Beyond that, The Hungry One is well versed in the alchemy of supersets. Truly, you should ask him about them some time.
And he’s patented the move of being able to motivate me with just a gentle raise of an eyebrow.
Yet yesterday the urge to work out had left the building and forgotten to take me with it.
But then I got canny, and I thought; what if dessert is a work out in itself?
Enter the sabayon. It’s a light frothy sauce, flavoured with booze. In Italy you’d call it a Zaibaglione and flavour it with marsala.
It’s a clever combination of egg yolks, sugar, booze. The magic ingredient is sweat. It takes about 5-10 minutes of whisking in a bowl suspended over simmering water to give it life.
So off we go. Three minutes in and my triceps are burning a little. There’s a twinkle in my forearms.
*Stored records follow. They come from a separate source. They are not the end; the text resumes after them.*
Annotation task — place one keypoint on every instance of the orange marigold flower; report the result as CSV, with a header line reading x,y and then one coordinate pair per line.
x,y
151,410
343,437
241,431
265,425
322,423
Six minutes and I need to swap arms. In my bowl I’ve now got a blonde blooming bubble of a sauce. There are also couple of beads of sweat on my brow. I could blame the heat of the bain marie, but I think we all know that it’s the exertion.
You can flavour a sabayon with almost any liquid; rosewater or champagne would be lovely. I’m curious to see how Cointreau one would work out.
But this one was made with Pedro Ximenex; The Hungry One’s favourite after dinner tipple. ‘Pedro’ is a sticky Spanish sherry that pairs pretty happily with a squares of dark chocolate.
By putting it to work here it gives the sauce an echo of Christmas pudding- the resulting sabayon tastes like the love child of custard and raisins.
We eat it with a tumble of blackberries and a dusting of dark chocolate. We both agree it’s a keeper.
When we’re brushing our teeth, The Hungry One casually asks whether I made it to the gym. I reply as truthfully as I know how;
Pedro Ximenex sabayon with blackberries
1 saucepan of simmering water. 1 heat proof bowl that fits over the top. 1 whisk.
4 egg yolks
75 grams castor sugar
4 tablespoons of Pedro Ximenex sherry
1 cup of blackberries
(Optional 15 grams of dark chocolate, grated)
Here’s how we roll
1.Whisk the egg yolks and the sugar together in a bowl that sits snugly over the pot of simmering water.
2. When the mixture is pretty foamy add one tablespoon of Pedro. Keep whisking.
3. Add another tablespoon and keep whisking. Continue spoon by spoon until you’ve added all the sherry. This will take about 5-10 minutes.
4. Serve the sabayon warm the berries and chocolate, or if you want to serve it cold, remove it from the heat but whisk it intermittently while it cools to prevent it seizing or lumping.
In the bottom of a glass or a bowl crush a handful of blackberries with the back of a fork. Spoon two heaped tablespoons of the sabayon over the top. Then add more blackberries. Then more sabayon. Top with grated dark chocolate.